16 - A CASA DOS ESPÍRITOS – Primeiro livro que li da chilena Isabel Allende e seu maior sucesso. Confesso que por muito tempo tive um preconceito mal justificado pelas obras da autora mas, felizmente acabei com isso e fiquei apaixonado pela sua escrita. O livro trata de três gerações de uma família movida pelo amor, ódio e pela vingança, uma saga familiar que se mescla com a turbulência política em um país latino-americano não identificado. Uma frase do protagonista Esteban Trueba resume o espírito dramático e sociológico da possibilidade de revolução: “O marxismo não tem a mínima possibilidade na América Latina, pois não contempla o lado mágico das coisas. É uma doutrina ateia, prática e funcional. Não pode ter êxito aqui”. 

17- A ARTE DA GUERRA- De Sun Tzu. Confesso que não sei por que li esse livro, já que o não me interessa. Minto. Li porque ele é citado em tantos filmes e  obras da cultura pop que achei que precisava ter uma opinião. Obra clássica do pensador chinês Sun Tzu, escrita mais de 500 anos antes de Cristo, é considerado o mais perfeito manual estratégico para conflitos armados, mas que pode ser aplicado em outras áreas da vida, tendo se transformado num tratado sobre planejamento e liderança e virado uma febre entre os empreendedores modernos e até esportistas e artistas. Introduzido no Japão antes do século I, desempenhou grande um papel na unificação do país. O próprio Napoleão Bonaparte usou os ensinamentos nas suas guerras contra o resto da Europa. 

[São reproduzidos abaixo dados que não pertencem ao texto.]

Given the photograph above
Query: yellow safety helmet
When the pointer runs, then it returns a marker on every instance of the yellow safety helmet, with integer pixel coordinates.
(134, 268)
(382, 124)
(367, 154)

18 - POESIA REUNIDA – De Martha Medeiros. Nunca tinha lido nada dessa autora gaúcha que já vendeu mais de um milhão de livros no Brasil e é considerada uma das nossas maiores cronistas. Este volume é uma seleção de poesias de seus quatro primeiros livros Strip-Tease, Meia-Noite e um Quarto, Persona Non Grata e De Cara Lavada, escritos entre 1985 e 1995. Fiquei agradavelmente surpreso com a descoberta dos textos dessa autora que tem uma profunda voz feminina com uma poesia direta, sensual e ao mesmo tempo simples e riquíssima. Exemplos: “fui vista em festas que nunca fui/esquiando na neve que nunca vi/falando com gente que sequer conheço/incrível como minha vida evolui/nas horas em que não me pertenço”. Ou em quase haicais como “fica o dito/pelo maldito” e “quando dou pra ti/sou mulher/quando dou por mim/solidão”.